We had the balance—the pie-in-the-sky creative and the structure that let us execute from an operations perspective. Instead of people checking in and out any time like a hotel, we could deliver a more compelling guest experience by curating everything to be coincident with a story that’s playing out for all the guests at the same time. Instead of staffing it like a traditional theme park where guests roam to any attraction, we could flex to be where guests are in their story and make it high touch. Everyone gets the full story arc. At our heart that’s what we do at Disney, we’re storytellers.

Building a spaceship was not one of my career goals but it’s awesome that it wound up happening. I feel super lucky to have landed at Disney and to be both the executive creative director and executive producer on this project. Traditionally, the creative director is about, “What is the story, and what’s the right guest experience?” And the producer is about, “How do we get there from here, and how do we make it make sense?” This is a unique opportunity to practice both skill sets simultaneously.

Star Wars: Galactic Starcruiser will be a first-of-its-kind vacation experience. It’s a fixed length of stay. In that respect it’s kind of like a safari or a backcountry ski adventure where you come for a specific itinerary. But it’s also a two-day piece of immersive theater where you’re constantly interacting with characters. It’s also an alternate reality game where, depending on what you choose, your storyline is different. On top of all that, you get to feel like you’re sleeping and living on a spaceship in the Star Wars galaxy.

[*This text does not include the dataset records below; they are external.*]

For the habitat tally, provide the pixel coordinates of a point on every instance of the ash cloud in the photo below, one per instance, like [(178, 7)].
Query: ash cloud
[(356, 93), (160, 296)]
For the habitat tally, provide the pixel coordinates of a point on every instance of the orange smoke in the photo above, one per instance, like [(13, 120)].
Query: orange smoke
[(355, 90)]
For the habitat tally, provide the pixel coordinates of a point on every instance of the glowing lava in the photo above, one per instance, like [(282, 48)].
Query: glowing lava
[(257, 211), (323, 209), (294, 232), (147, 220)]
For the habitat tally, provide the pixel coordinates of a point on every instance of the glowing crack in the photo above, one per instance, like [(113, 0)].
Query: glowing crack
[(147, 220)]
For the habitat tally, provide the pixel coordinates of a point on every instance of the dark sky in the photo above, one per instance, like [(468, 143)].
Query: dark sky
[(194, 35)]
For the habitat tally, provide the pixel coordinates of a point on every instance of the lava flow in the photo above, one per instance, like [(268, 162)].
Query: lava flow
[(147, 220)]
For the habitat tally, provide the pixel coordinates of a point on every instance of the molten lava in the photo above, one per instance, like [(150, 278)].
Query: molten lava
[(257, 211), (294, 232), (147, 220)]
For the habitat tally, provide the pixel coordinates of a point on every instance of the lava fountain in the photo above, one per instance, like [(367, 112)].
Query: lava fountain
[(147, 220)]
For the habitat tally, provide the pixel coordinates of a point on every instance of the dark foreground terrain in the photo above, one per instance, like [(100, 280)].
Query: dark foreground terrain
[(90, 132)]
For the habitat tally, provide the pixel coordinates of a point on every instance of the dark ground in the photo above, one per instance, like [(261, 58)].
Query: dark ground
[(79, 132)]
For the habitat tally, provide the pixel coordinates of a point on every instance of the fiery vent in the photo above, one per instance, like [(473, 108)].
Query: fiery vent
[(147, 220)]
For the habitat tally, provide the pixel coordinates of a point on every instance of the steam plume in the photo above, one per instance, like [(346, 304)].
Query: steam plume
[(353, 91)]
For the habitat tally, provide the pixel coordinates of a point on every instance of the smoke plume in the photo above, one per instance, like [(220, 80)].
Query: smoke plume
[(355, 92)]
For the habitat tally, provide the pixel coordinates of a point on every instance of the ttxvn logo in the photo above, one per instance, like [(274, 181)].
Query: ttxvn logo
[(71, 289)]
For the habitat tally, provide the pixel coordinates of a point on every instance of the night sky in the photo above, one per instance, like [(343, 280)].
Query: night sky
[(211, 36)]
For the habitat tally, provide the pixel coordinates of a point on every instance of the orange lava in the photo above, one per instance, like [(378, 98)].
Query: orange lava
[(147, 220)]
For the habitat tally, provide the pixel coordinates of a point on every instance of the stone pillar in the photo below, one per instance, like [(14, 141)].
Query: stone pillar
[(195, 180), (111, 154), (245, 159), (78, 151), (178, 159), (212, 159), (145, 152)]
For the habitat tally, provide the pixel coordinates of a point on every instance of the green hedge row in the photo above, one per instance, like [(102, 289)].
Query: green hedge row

As we’re making this bananas idea into a reality, during a pandemic, balance is key every day.

Working with people who are really talented and so passionate is great. There are over 140 different disciplines within Walt Disney Imagineering alone and then we have all our various operations partners. Working with incredibly specialized people who just do not speak your language is a constant thing.

“It’s awesome to have a job where I get to talk about, ‘How are we going to make a space sandwich taste like something familiar but look totally out of this world?’”

It’s awesome to have a job where I get to talk about, “How are we going to make a space sandwich taste like something familiar but look totally out of this world?,” then go to a script review to talk about, “Are we getting to the heart of what Chewbacca’s trying to say with that intonation of roar?” And then walk the site and talk about the architectural language of the spaceship.

Or imagine sitting in a room with a special effects designer, an executive chef, an operations person focused on staffing, and a sound engineer trying to design a dinner show experience that’s going to make you feel like you’re in a galaxy far, far away, be delicious, be unexpected, and also work. Getting every detail right so guests can immerse in the experience while having their needs taken care of, it’s a complicated thing.

I think about the Employee class at SOM all the time. I think about Negotiations. I think of all those personality tests and learning what my strengths are and how to utilize them with people who think differently. That may be the single most valuable thing I’ve learned ever.

We all want to deliver an awesome guest experience, but the qualities that make up “awesome” are different for everyone. One thing that really helps me is, “OK, I hear your constraint, but what’s the ‘why’ behind the constraint?” If we all understand the why, then maybe we have room to creatively get to the goal. Listening to the various problems, finding the right balance within everyone’s reality in a way that lets us chart a path forward is a constant, exciting test.